Midnight sky

Today before leaving work, Lauren called out and the tiny smudge of light blue that stained the horizon. I jumped, baited breath, teasing disbelief at the black windows. It was there. Lightness in the midnight sky that slowly died into the trees. 

These nights are getting shorted, and the length of January hasn't dragged on like previous years. One thing I treasure about work is its ability to fast forward to all the golden moments in life. February is near and with it comes plans for more adventures this year. I think we forget we are bound by contracts and money. That we are not limitless in time. I asked if we could go to New York near Christmas, absentmindedly forgetting that in two months we'll be packing our big bags and heading half way across the planet. Speaking of which, the thought that there is one year left gives me butterflies both good and bad. Good because my bones yearn for adventure; for open roads and sun kissed skies and blue oceans and farmers markets. But also bad because of everything I will leave behind for those two (tiny, in the grand scale of things) years. My family and my little home and these accumulated IKEA spare parts that have become my life. The thought of not going suffocates me more than everything I will leave behind. 

On smaller sidelines, I am obsessing helplessly over Sia's Elastic Heart. I first watched it in the cold darkness of our living room as Pete was working on the hot tub and using the lamp. It blinded me. Just like the first video, Chandelier, it gave me this unsurpassable urge to dance - in the long dark empty wooden space of a dance hall. I've replaced it with driving fast and dreaming of diving into deep swathes of water. I hunger for deep waters to swim, to dive freely and swim against tough tides with my goggles and music. When will they create a waterproof sound system for swimmers? 

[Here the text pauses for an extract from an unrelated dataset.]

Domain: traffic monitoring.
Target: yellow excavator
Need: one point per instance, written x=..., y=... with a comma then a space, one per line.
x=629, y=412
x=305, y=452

I dream of smoked salmon lunches, crystal blue sea and white sandy dunes to dive off boats, braided hair, good films, loud music and deep berry lips. 

I've been having strange, vivid dreams for a while now. Waking inbetween pillows and dark towns. So has Pete, and we lie closed-eyed telling stories of our dreams that, as we speak them, roll out into laughter at how silly they are. Curious how dreams seem so plausible when we are stuck in them. It makes the Matrix theory appealing - that we believe what we believe only because we don't question to believe it. But I have always been guilty of overthinking: And as I stand here, pausing to stir the peppers and turn the pork, life just seems about right.